While learning analytics can be applied to improve the teaching and learning environment, there are other technological and ethical implications of the large-scale collection of information about students. There are no established guidelines for students to correct or remove learning analytics records, for educational data to be anonymized, or for researchers to acquire informed consent from students whose data they are using. Inaccurate algorithms used to profile at-risk students can incorrectly stereotype learners. Accessing learning management systems or textbook publishers' online platforms from a personal device can result in the collection of non-educational data, including location tracking and other data. Students should be aware and have access to data collection, management, transfer and retention policies and have the ability to opt-out of data collection for analysis purposes.
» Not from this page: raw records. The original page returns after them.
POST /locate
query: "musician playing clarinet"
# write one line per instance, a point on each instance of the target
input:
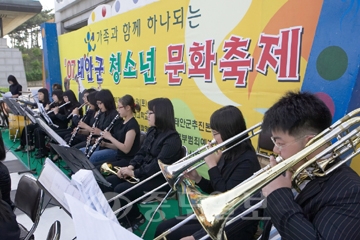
(225, 172)
(106, 104)
(43, 96)
(127, 139)
(162, 142)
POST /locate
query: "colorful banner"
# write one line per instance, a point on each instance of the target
(204, 54)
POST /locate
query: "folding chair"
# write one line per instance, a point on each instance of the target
(29, 198)
(54, 231)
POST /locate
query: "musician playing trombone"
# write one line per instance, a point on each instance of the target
(162, 142)
(225, 172)
(327, 207)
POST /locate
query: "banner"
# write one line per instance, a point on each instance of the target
(205, 54)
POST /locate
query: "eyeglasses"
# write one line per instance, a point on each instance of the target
(283, 145)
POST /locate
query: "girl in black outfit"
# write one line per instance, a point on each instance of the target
(43, 96)
(161, 142)
(225, 171)
(15, 88)
(127, 140)
(79, 141)
(57, 119)
(106, 103)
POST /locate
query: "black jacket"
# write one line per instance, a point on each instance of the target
(158, 145)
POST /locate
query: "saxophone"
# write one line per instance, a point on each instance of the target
(90, 135)
(78, 127)
(99, 139)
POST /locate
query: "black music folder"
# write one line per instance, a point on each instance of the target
(77, 160)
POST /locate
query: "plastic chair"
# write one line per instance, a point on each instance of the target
(29, 198)
(54, 231)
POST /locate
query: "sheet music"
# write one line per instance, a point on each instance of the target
(57, 183)
(91, 225)
(85, 181)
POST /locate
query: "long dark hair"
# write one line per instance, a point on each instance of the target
(106, 97)
(46, 96)
(128, 100)
(229, 121)
(72, 99)
(164, 113)
(59, 94)
(13, 79)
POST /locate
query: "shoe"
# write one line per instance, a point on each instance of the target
(19, 148)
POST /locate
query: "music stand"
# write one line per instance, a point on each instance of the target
(77, 160)
(20, 111)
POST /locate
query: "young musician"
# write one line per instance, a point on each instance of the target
(15, 88)
(225, 172)
(127, 140)
(161, 142)
(43, 96)
(106, 103)
(57, 119)
(85, 123)
(327, 207)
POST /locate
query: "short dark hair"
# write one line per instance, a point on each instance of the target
(59, 93)
(90, 90)
(164, 113)
(296, 113)
(46, 95)
(106, 97)
(92, 100)
(229, 121)
(128, 100)
(2, 149)
(13, 79)
(56, 86)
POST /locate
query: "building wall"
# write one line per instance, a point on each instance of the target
(11, 62)
(73, 14)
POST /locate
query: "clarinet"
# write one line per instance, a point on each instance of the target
(90, 136)
(78, 127)
(99, 139)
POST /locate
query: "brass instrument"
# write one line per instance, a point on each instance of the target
(108, 168)
(88, 142)
(59, 107)
(213, 211)
(99, 139)
(70, 115)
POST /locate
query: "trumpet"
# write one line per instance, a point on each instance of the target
(59, 107)
(108, 168)
(213, 211)
(71, 114)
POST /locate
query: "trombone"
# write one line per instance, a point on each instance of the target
(213, 211)
(59, 107)
(107, 168)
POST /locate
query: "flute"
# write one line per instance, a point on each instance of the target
(78, 127)
(90, 135)
(71, 114)
(99, 139)
(59, 107)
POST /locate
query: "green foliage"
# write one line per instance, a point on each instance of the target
(25, 38)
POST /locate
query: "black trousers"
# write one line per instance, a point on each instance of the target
(120, 185)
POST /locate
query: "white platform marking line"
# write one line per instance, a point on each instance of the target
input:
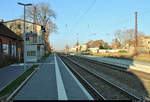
(60, 86)
(80, 85)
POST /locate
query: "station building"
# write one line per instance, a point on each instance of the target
(35, 45)
(10, 43)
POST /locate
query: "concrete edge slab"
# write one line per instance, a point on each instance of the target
(60, 86)
(16, 90)
(77, 81)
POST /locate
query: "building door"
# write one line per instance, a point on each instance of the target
(9, 48)
(1, 46)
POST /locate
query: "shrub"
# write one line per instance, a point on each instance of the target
(6, 60)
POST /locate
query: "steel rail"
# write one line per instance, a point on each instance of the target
(121, 89)
(91, 88)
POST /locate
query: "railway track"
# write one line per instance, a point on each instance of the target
(105, 88)
(121, 77)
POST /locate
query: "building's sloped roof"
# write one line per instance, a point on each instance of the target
(93, 44)
(7, 32)
(22, 21)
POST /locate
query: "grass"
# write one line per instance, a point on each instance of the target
(14, 84)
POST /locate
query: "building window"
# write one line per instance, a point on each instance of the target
(31, 53)
(27, 38)
(10, 48)
(19, 26)
(34, 39)
(1, 46)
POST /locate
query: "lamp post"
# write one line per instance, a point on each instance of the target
(24, 32)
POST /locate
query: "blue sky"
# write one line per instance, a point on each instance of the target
(103, 18)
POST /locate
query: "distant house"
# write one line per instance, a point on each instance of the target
(10, 43)
(93, 46)
(144, 44)
(84, 47)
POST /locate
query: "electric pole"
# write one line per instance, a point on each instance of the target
(135, 34)
(35, 19)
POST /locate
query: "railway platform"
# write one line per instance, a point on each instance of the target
(53, 81)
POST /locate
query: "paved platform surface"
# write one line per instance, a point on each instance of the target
(136, 65)
(53, 81)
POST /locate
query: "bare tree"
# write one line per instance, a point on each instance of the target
(43, 14)
(126, 36)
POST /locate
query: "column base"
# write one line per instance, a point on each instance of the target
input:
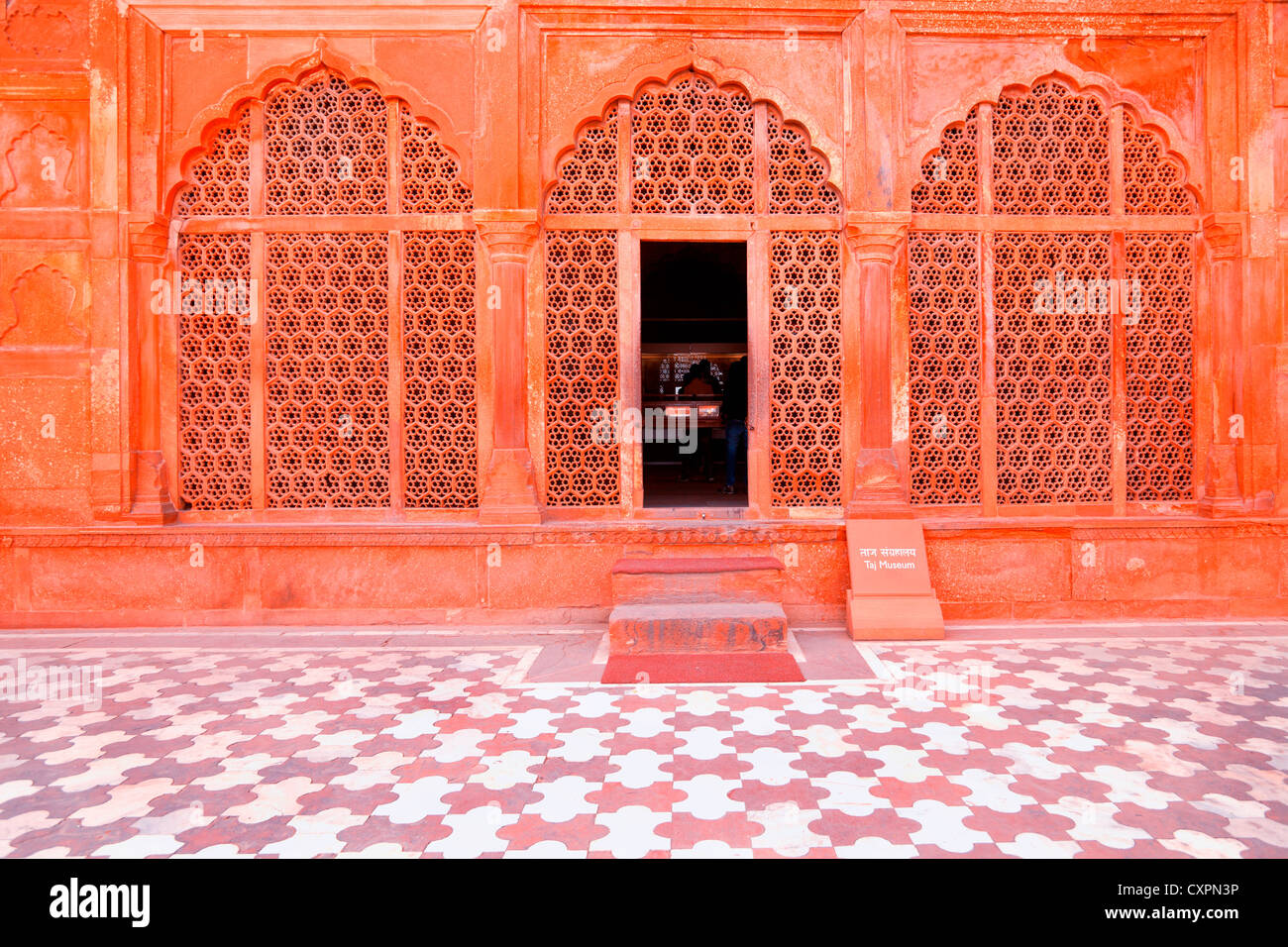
(151, 502)
(509, 491)
(1222, 495)
(879, 492)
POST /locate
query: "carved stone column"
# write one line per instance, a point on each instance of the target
(874, 243)
(150, 496)
(507, 487)
(1223, 493)
(890, 594)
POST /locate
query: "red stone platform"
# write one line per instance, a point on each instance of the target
(698, 618)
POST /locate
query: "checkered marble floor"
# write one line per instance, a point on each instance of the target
(1128, 748)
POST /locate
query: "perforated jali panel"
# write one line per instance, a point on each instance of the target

Colleges can purchase demographic, economic, and performance information about high school students from standardized testing companies to develop admissions recruitment strategies. This can result in discriminatory recruitment practices. The market for student profiles includes test-prep companies, scholarship organizations, and businesses who want to advertise products - including credit cards, fast food, technology, and fashion - to college students. In 2014, a University of Montana student sued the institution over allegations of privacy violations when the university shared personally identifying information, including names, addresses, and social security numbers, of students with a company that is criticized for marketing debit cards with predatory fees to college students. The University of Montana claims that student information disclosures are allowable under U.S. Department of Education regulations, including FERPA (Family Educational Rights and Privacy Act, discussed in the Privacy lesson).